Auf dem Galaxy S III läuft das Android-Betriebssystem in der neuesten Version 4.0.4. Gegenüber dem Standard-Android-System hat es einige Zusatzfunktionen: Eine erweiterte Gestensteuerung soll die Bedienung noch intuitiver machen. Und eine eigene Spracherkennung namens „S-Voice“ soll mit Apples Sprachassistenten „Siri“ konkurrieren. Beides klappt nur bedingt. Einige der zusätzlichen Gesten mögen durchaus hilfreich sein, andere scheinen eher sinnlos: Warum soll es zum Beispiel besser sein, in ein Foto hereinzuzoomen, indem man das Handy kippt, anstatt das Bild wie gewohnt mit zwei Fingern zu vergrößern? Manche der Extras funktionieren auch einfach nicht besonders gut. So soll das Handy zum Beispiel beim Surfen per Frontkamera erkennen, wenn der Nutzer auf den Bildschirm schaut, und solange die automatische Bildschirmsperre abschalten. Gute Idee – aber im Test klappt das nicht sehr zuverlässig. Auch von der Spracherkennung „S Voice“ sollte der Nutzer nicht zu viel erwarten: Ähnlich wie Apples „Siri“ funktioniert sie im Test nur auf Englisch einigermaßen – und kann selbst dann nicht begeistern.

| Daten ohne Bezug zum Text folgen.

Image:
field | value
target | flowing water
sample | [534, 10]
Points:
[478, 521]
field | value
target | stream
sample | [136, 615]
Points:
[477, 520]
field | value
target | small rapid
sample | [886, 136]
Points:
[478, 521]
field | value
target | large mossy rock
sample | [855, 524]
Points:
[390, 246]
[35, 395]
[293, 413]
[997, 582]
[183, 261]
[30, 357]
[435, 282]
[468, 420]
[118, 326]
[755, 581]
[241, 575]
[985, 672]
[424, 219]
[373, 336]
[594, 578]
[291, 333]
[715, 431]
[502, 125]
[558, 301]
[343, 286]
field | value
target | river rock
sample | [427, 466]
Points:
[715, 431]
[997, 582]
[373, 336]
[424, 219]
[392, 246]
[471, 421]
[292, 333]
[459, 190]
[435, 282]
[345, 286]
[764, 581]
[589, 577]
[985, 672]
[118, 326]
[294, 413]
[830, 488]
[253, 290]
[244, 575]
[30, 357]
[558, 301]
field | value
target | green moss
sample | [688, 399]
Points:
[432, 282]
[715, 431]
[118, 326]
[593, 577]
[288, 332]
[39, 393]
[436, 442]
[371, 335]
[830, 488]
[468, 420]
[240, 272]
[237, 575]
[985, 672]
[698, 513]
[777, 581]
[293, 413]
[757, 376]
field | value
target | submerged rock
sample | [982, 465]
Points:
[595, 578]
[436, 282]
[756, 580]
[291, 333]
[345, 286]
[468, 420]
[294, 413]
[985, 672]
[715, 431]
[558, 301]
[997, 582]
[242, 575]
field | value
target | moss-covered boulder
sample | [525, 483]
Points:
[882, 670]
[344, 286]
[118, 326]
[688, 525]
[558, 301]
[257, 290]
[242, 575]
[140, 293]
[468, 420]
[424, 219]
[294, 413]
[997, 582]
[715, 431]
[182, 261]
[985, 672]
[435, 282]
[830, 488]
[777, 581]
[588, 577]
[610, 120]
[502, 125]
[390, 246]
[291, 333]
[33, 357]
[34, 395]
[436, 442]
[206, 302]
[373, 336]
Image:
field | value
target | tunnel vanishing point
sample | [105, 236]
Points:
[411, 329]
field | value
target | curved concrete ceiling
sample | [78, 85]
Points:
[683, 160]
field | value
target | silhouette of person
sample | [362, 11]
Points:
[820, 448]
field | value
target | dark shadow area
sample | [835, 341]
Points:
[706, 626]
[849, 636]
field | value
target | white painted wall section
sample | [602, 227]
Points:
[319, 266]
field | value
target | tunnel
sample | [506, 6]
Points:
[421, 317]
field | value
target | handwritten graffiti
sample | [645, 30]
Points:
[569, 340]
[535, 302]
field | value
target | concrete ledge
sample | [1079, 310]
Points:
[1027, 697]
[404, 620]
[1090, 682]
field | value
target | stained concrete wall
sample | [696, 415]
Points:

Schwächen beim Telefonieren

Ausgerechnet beim Telefonieren leistet sich Samsungs neues Spitzenhandy ein paar Patzer. Die Sprachqualität leidet vor allem dann, wenn es störende Hintergrundgeräusche gibt. Damit gehen andere Han­dys besser um. Und wie viele aktuelle Smartphones hat auch das Galaxy S III ein Antennenproblem: Wenn es an einer Stelle hinten unten berührt wird, geht die Funkleistung deutlich zurück. Der Nutzer sollte das Gerät beim Telefonieren und mobilen Surfen also besser weiter oben anfassen.

Überzeugende Akkuleistung

Ein klassischer Schwachpunkt moderner Smartphones ist die Akkuleistung. Hier ist das Galaxy S III eine erfreuliche Ausnahme: Trotz großen Bildschirms und schnellen Prozessors schlägt sich der Akku insgesamt besser als bei allen anderen Smartphones im Test. So reicht eine Akkuladung beim mobilen Surfen immerhin für fünf Stunden – noch länger als beim Galaxy Note mit seinem Riesen-Akku. Bei intensiver Nutzung ist der Akku aber auch beim Galaxy S III am Abend leer. Doch das Risiko, mitten am Tag ganz ohne Saft dazustehen, ist bei ihm geringer als bei den anderen.